L'état corporel du cheval se mesure autant par la vue que par le toucher/Photo Marysa Merlo
Les vétérinaires et les nutritionnistes équins s’accordent à dire que la notion de bon ou de mauvais état du cheval demeure assez flou pour l’ensemble des soigneurs et des cavaliers. Il ne faut pas tout mélanger : maigre, gras, musclé, relevé, etc. Le poids de forme, comme l’état musculaire ou de masse n'est pas facile à appréhender. Surtout quand on n'y est pas habitué. Explications de ce qu’est l’état corporel. Par Sébastien Chauveau
Certains spécialistes de la nutrition équine disent que l’état idéal du cheval est lorsque ce dernier est au mieux. C’est-à-dire qu’il est juste en muscles, à son poids de forme et à sa masse (maigre et grasse) optimale (voir encadré). Au fond, le cheval en bon état, c’est celui qui est au meilleur de sa condition physique, tant sur le plan locomoteur que physiologique. Comprenez : qu’il n’a pas de surpoids qui l’handicape, et que ses réserves corporelles sont optimales. Mais voilà, le poids de forme, comme l’état musculaire ou de masse n'est pas facile à appréhender. Surtout quand on n'y est pas habitué.
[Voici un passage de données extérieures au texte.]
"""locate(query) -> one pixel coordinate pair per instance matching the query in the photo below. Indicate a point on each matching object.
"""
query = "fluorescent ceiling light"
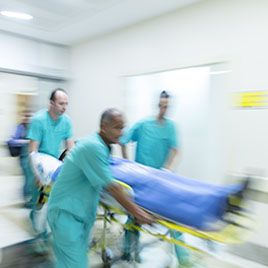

Les vétérinaires et les nutritionnistes équins s’accordent à dire que la notion de bon ou de mauvais état corporel du cheval demeure assez flou pour l’ensemble des soigneurs et des cavaliers. Les professionnels pensent qu’il y a plutôt un poids de forme, mais peu pèsent régulièrement leurs chevaux. Alors que les amateurs se trompent souvent sur l’estimation du poids de leurs animaux. « Ils le sous-estiment souvent de cent kilos », constate Géraldine Blanchard, vétérinaire nutritionniste. Cette préférence à l’embonpoint a plusieurs raisons. La plus avancée par les observateurs de l’état corporel du cheval est le manque de formation et d’information de ceux qui possèdent des équidés. La croyance selon laquelle le cheval serait mieux en étant gras fait encore de nombreux adeptes. « On crie facilement au mauvais traitement face à des chevaux qui sont trop maigres, ce qui parfois peut être vrai, mais on ne s’inquiète jamais devant ceux qui souffrent de surpoids. Pourtant, ceux-ci sont au moins autant en danger que leurs congénères », rappelle la vétérinaire. En effet, l’excès de gras est néfaste pour le cheval. Il peut le conduire à la fourbure ou au diabète. Il est en plus nuisible à la performance, notamment dans les disciplines où le poids est porté, comme le saut ou la course par exemple.
Il ne faut toutefois pas confondre maigre, gras, musclé, relevé, etc. Chaque cheval a sa conformation. Elle varie selon qu’il est une poulinière, un hongre ou un entier, un pur-sang ou un selle français, un trotteur ou un poney ; qu’il pratique le dressage ou la course de plat, le saut d’obstacles, l’endurance ou le concours complet. Ainsi, un cheval sec (sans ou avec très peu de gras) n’est pas forcément en mauvais état. Il peut effectivement être sec, mais avoir une ceinture abdominale développée et un ventre qui remonte, parce que c’est un pur-sang de course. C’est justement comme cela qu’il est en état idéal. « C’est même comme cela qu’il doit être, insiste la vétérinaire. Sur les chevaux de course, d’endurance et de concours complet, il faut voir les deux dernières côtes. Il faut qu’ils soient plutôt secs que gras. » Inversement, un cheval dodu n’est pas toujours bon signe. Il peut avoir un gros ventre, parce qu’il mange trop de paille et pas assez de foin, ou parce qu’il a un peu, voire beaucoup de gras et peu de muscle, parce que c’est une poulinière ou un cheval qui ne mange que de l’herbe et qui ne travaille pas. Le cheval dodu peut dès lors paraître en forme, alors qu’il ne l’est pas.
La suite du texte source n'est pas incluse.